The Ontario government and ONTC management have acted quickly to quash any talk that the ONR could be sold to a James Bay native council.
Mike Feenstra, Director of Communications for Michael Gravelle, Minister of Northern Development and Mines told BayToday in an email that, “On April 4, 2014, after extensive work with the Minister’s Advisory Committee on the ONTC, Minister Gravelle announced the government would keep the ONTC in public hands and operations would be transformed. As a result, 4 of the 5 lines of business (Onterra has been sold to Bell Aliant) are being kept in public hands under the management of the ONTC. This statement from Minister Gravelle reaffirms this decision:
“Our government has been clear – ONTC’s motor coach, Polar Bear Express, rail freight, and refurbishment services will remain in public hands. We remain steadfast in our commitment to ensure sustainable employment, continued economic growth, and a strong transportation network in northeastern Ontario through transformation of the ONTC.”

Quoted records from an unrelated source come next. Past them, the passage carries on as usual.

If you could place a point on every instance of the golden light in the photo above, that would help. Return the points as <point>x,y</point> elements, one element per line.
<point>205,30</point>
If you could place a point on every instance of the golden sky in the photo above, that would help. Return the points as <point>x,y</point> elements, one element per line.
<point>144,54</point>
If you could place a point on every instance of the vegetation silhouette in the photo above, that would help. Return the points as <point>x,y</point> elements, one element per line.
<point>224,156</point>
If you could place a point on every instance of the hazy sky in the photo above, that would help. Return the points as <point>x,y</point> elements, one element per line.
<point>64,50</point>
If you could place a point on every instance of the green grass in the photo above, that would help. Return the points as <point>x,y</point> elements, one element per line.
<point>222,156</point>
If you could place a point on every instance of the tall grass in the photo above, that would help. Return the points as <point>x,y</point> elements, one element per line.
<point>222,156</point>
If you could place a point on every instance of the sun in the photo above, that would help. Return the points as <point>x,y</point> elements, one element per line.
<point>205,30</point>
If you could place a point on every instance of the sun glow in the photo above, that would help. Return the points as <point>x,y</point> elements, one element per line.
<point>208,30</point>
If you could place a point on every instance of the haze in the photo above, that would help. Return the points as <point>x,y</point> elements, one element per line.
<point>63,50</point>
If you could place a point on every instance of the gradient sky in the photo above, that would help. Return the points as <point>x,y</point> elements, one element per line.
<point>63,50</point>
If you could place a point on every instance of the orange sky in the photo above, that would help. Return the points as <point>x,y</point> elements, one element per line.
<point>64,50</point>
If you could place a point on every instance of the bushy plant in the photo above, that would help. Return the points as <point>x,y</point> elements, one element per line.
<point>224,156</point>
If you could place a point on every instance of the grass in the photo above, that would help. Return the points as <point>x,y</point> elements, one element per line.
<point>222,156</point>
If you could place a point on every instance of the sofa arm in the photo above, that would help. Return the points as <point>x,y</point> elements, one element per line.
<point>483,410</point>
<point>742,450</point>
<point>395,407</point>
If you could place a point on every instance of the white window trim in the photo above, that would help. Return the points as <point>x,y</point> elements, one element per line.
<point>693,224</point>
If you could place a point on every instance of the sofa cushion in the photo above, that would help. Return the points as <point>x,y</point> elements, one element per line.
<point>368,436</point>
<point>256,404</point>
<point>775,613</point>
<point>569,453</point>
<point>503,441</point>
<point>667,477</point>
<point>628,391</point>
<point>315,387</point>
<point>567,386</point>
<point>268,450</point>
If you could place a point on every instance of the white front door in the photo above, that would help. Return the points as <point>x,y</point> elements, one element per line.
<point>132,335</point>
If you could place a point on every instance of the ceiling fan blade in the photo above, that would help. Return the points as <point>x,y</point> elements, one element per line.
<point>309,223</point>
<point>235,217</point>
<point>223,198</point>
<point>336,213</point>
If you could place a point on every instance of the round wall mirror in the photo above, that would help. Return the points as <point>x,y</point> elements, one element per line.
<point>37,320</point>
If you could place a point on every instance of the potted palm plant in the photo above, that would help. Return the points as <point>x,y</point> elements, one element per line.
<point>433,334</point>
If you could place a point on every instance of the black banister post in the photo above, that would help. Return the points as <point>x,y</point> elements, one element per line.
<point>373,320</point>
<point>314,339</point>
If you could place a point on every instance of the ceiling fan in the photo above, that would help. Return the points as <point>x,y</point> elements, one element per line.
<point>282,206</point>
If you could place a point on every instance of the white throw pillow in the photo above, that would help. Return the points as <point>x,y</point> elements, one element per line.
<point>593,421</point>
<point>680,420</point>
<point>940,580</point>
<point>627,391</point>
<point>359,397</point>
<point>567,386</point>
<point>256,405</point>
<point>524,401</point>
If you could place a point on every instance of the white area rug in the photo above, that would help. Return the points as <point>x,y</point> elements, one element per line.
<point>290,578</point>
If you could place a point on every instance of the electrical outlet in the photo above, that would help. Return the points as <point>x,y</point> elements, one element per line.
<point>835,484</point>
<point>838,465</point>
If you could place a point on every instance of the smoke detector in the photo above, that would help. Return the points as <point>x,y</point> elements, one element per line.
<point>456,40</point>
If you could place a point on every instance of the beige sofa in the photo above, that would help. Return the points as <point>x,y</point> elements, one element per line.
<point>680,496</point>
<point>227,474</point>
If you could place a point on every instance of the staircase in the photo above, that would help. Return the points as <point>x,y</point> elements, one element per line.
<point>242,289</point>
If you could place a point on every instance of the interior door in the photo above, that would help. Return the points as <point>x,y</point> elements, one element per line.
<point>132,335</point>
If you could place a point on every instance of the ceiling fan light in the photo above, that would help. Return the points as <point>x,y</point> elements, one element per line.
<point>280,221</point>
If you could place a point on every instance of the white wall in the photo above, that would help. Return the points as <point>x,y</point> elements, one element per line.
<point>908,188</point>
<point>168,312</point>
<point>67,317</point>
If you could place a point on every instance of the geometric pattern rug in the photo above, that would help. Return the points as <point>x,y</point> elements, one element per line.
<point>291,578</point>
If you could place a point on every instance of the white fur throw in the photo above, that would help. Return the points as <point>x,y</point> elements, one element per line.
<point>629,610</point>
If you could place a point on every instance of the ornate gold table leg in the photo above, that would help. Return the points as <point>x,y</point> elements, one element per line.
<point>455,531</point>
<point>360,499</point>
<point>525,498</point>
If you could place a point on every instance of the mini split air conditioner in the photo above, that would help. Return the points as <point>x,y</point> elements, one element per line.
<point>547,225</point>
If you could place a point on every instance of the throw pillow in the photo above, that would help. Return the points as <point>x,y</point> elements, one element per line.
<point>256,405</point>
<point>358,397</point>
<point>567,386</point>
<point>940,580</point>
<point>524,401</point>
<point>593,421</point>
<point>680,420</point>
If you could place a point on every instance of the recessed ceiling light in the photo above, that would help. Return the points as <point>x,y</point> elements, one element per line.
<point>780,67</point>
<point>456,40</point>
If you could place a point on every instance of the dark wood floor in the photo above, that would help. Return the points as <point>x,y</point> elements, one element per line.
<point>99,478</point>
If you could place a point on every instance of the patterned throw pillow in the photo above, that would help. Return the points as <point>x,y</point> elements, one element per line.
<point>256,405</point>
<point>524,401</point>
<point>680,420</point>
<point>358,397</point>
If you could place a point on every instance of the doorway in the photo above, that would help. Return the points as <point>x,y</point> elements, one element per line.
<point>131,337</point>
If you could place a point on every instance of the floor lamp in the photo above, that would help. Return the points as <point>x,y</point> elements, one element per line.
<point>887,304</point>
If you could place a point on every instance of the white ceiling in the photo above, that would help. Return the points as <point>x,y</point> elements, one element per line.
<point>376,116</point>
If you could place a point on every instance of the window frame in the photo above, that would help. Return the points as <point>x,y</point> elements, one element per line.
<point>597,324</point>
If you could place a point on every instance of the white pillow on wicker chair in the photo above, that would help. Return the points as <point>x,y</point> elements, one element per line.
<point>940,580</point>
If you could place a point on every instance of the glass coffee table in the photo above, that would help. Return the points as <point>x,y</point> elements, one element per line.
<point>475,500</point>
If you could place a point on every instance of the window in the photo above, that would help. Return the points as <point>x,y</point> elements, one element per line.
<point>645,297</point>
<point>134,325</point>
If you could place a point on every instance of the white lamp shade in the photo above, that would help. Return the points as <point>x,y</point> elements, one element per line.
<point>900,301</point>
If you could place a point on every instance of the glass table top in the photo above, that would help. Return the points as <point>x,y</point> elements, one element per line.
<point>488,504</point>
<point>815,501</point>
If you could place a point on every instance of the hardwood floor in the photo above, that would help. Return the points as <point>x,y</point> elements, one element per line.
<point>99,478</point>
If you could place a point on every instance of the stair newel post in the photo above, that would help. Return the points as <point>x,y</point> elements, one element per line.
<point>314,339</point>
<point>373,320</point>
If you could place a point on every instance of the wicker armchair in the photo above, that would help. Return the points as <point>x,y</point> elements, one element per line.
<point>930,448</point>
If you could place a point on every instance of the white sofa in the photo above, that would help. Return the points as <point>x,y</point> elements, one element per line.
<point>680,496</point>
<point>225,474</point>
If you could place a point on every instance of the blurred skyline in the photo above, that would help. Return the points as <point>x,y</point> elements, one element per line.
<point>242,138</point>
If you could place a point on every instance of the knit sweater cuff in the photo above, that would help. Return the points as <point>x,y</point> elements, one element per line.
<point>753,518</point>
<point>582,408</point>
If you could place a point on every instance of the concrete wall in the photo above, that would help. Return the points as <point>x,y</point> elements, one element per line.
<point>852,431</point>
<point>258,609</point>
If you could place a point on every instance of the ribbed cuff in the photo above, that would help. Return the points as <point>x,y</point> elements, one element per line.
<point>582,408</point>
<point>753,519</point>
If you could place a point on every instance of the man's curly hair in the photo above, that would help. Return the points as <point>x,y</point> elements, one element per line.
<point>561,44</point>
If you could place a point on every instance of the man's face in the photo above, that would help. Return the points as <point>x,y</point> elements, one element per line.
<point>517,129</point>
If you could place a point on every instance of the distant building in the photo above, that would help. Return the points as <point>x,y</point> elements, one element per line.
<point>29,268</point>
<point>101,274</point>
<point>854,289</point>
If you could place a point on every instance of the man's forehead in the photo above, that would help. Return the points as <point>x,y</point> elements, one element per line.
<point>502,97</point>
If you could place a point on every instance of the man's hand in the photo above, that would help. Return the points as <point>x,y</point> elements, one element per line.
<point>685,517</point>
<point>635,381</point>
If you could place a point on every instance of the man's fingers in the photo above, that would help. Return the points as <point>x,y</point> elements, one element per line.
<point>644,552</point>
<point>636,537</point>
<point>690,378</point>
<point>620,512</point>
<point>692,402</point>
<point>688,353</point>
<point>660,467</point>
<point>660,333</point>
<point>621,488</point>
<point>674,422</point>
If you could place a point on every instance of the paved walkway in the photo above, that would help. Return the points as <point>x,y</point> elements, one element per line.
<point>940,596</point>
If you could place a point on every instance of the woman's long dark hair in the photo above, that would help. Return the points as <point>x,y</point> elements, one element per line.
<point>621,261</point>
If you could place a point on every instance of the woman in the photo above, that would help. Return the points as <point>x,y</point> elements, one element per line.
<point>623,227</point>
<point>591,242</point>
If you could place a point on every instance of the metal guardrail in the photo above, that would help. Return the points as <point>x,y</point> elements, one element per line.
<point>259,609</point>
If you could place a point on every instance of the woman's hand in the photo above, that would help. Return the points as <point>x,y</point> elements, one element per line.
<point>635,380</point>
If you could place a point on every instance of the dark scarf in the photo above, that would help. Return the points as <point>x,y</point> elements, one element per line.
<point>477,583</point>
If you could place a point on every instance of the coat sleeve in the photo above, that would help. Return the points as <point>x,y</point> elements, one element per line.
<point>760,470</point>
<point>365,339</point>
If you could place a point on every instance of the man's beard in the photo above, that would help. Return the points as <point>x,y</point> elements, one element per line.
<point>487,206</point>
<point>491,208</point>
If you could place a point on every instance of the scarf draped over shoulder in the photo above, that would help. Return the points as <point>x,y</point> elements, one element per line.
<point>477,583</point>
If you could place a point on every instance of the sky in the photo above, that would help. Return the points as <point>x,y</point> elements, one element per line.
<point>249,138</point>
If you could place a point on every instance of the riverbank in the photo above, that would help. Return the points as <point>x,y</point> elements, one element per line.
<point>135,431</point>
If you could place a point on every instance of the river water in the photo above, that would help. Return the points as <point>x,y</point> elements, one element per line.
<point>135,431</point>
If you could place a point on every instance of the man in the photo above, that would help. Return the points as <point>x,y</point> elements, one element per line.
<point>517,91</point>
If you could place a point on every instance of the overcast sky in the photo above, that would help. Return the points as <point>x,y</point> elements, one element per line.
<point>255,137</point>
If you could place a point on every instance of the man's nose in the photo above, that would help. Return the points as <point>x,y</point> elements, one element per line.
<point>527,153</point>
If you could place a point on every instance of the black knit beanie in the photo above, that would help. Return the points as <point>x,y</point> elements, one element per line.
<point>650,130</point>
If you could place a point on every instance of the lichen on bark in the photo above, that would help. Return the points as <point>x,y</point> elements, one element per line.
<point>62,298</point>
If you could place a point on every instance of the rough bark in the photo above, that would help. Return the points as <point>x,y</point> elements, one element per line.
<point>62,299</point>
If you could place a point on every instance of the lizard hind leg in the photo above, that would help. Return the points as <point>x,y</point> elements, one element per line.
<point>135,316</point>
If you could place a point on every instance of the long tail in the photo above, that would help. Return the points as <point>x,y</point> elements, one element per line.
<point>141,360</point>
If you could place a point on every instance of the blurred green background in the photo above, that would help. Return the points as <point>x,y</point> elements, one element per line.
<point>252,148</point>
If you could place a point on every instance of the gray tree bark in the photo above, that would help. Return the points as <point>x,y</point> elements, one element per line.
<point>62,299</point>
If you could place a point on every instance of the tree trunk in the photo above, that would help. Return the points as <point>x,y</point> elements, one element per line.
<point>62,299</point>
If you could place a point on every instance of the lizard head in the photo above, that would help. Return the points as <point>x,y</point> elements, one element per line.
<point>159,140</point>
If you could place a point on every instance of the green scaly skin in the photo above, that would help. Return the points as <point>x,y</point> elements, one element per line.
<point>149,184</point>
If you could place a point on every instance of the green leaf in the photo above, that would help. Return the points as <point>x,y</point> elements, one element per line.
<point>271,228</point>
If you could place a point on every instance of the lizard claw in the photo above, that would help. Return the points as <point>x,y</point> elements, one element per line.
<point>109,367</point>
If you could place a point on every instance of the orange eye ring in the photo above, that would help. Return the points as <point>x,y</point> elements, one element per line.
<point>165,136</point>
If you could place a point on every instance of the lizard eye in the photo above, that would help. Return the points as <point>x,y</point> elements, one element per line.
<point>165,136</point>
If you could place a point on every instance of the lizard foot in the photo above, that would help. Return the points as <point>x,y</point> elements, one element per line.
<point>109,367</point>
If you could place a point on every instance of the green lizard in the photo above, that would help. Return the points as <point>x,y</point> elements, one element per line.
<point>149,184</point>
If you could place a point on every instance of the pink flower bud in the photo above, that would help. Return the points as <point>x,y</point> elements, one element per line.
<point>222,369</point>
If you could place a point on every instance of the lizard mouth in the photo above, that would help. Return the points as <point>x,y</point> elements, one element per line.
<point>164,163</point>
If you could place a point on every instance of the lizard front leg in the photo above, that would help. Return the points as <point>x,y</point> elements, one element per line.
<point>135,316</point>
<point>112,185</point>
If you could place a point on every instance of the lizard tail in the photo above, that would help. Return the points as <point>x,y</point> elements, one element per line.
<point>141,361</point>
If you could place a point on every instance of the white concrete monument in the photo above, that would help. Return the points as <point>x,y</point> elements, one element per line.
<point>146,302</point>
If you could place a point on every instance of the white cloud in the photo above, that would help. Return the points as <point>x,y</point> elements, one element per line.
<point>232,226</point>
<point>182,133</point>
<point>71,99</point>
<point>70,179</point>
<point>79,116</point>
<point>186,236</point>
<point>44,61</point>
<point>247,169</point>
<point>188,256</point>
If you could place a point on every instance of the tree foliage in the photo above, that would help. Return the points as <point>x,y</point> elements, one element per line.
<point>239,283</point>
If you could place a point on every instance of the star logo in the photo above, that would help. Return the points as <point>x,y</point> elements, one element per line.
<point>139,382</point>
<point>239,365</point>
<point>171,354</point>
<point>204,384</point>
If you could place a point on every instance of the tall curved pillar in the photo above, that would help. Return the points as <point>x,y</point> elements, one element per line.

And Interim CEO of Ontario Northland Corina Moore confirmed it to BayToday. “The province has been clear that Ontario Northland’s rail operations will remain in public hands. Transformation is underway at Ontario Northland. We are focused on reshaping the organization in order to be sustainable so we can continue to provide vital transportation services to northeastern Ontario.”
Mushkegowuk Grand Chief Lawrence Martin, says his council is studying the idea of partnering with a southern Ontario rail company, TGR Rail Canada, to buy the rail division of Ontario Northland.
The goal would be to expand rail service on the James Bay coast and even serve the Ring Of Fire chromite development eventually.
Mushkegowuk represents the First Nations Communities along the James Bay coast.
Meanwhile, Nipissing MPP Vic Fedeli supports the idea of expanding the ONR to James Bay.
“When I first ran as MPP I felt extending the railway up into James Bay to a port was a credible concept no matter who does it. My philosophy on rail to ship has not changed.
“If you do that you can have goods that are manufactured in southern Ontario, and in the north, brought up by Ontario Northland rail, which in my opinion enhances the value of Ontario Northland.
“I’m not suggesting the deal with the Mushkegowuk is good or bad, I’m suggesting that extending the railway to James Bay is something I’ve advocated for four years.
Fedeli says extending Ontario Northland all the way up to the coast makes sense, bringing products through the Polar Route.
“It (the port) is either going to end up in Churchill Manitoba, and they’ll get the business, or we can build a deep water port in James Bay that could accept goods from Ontario Northland,” Fedeli added.
“Shipping goods by rail that are manufactured in Canada up by Ontario Northland to the coast would be a real boost to Ontario Northland and I’ve been fighting for that since 2011. No matter what happens we’ve got to insist that Ontario Northland be invited to the Ring of fire table.”